In the early 1800's, the Pallawah women of Tasmania were traded and abducted as wives for the sealers. They were given away as unrequited and misunderstood kinship obligations, traded for dogs and seal carcasses or just simply taken - right off the beaches.
Pallawah women were famous for their swimming skills. They dived for 'muttonfish' (now called abalone) and all sorts of other ocean delicacies such as crayfish and groper. If they encountered sharks whilst lingering in those kelpy caves full of twitching crays, they covered themselves with seaweed and lay waiting on their reserves of oxygen for the Noahs to leave.
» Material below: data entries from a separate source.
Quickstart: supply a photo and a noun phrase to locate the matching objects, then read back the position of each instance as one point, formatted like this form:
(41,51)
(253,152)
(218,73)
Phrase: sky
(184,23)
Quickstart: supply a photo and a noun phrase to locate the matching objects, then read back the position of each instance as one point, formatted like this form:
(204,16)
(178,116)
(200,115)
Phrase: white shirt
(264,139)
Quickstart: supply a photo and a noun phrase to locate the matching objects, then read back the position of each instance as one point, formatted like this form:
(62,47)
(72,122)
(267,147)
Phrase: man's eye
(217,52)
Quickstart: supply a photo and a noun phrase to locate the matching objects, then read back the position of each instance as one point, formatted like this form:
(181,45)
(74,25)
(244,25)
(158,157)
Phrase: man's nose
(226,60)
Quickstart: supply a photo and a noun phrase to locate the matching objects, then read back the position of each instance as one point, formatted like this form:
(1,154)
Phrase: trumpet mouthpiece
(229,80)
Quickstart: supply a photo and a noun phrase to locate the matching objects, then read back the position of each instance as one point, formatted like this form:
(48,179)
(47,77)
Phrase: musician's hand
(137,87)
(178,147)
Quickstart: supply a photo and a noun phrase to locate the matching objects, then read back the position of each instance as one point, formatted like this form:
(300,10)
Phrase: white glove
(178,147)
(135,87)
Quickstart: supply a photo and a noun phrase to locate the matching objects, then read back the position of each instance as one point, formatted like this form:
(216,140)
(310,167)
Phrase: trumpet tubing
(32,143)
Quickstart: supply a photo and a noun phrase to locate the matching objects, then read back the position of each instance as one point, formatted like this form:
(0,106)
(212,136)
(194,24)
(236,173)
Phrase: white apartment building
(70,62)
Such women as these are the makers of the mermaid myth.
When the Pallawah women were taken by sealers, they spent their child-bearing years hunting wallabies, tammar, echidna, possums and muttonbirds out on the islands of Bass Strait, between the mainland of Australia and Tasmania. They collected salt from the lakes, they cured seal skins, they worked for these men. They had no choice. There is a strong history of infanticide here. It also happened during the time when slavery was busy being abolished.
In Van Diemen's Land (now Tasmania) a war waged between the Pallawah and the colonisers. Few history books acknowledge this war. But the writings of the settlers, sealers, explorers and bureaucrats document the burnings of vulnerable outlying homesteads, the Black Line, the abductions of black children and women, the shooting on sight ... oh fuck it ... it was a war.
There were quite a few warriors from VDL who would be heroes in today's Disneyfication of world happenings. Aboriginal warriors in Australia tend to be kept rather quiet. Perhaps this is because we are a new country. Eurocentrically speaking, we are still trying to decipher our heroes and where they should be placed in our national 'psyche'.
The women who were stolen by sealers and taken to the islands of Bass Strait, Kangaroo Island and later Breaksea Island in Western Australia were Pallawah women. As G.A.Robinson, self-proclaimed Protector of Aborigines, attempted to round them up, he began to realise that the sealer's women were "difficult women". He did have an agenda. To begin with, the bricklayer from Britain was evangelistic in his endeavours but then he got offered a bounty - five pounds a head for every Aborigine 'captured'. So in the end, 'Fader' was competing with the sealers for a human commodity. Do the maths. Five pounds a head in 1826.
He got some women back from the islands. They were returned to VDL. Then they found out about their mothers, fathers, brothers, sisters, uncles, aunties, babies - dead, hung, shot or crucified. They found the piles of bones on the beaches.They'd already been with those nihilistic, bastard sealers for a few years ...
... the Tyreelore, Pallawah language for 'Island Wives', became a 'significant dissident group.'
Some of the Tyreelore gathered guns from the sealers and went bush with their guerrilla bands after the 'white snakes'. (That was Walyer - more about her later.)
Other women invented the Devil Dance.
And they danced it.
Whenever and wherever they could.
“Pyromancy or devil’s dance:
The rite of the TYRE.RE.LORE women consist in devil worship. They affirm that the devil comes to the women when they are hunting on Flinders and has a connection with them, and that they are with child by this spirit and which they kill in the bush. They say that they sing to please the devil, that the devil tells them to sing plenty. These devotees of the devil are excessive in their devotions. They continue to chant their devil song and perform their rites at every opportunity.” *
* Friendly Mission, The Tasmanian Papers and Journals of George Augustus Robinson, 1829 - 1835, ED. BJP Plomley, 2008, p. 335.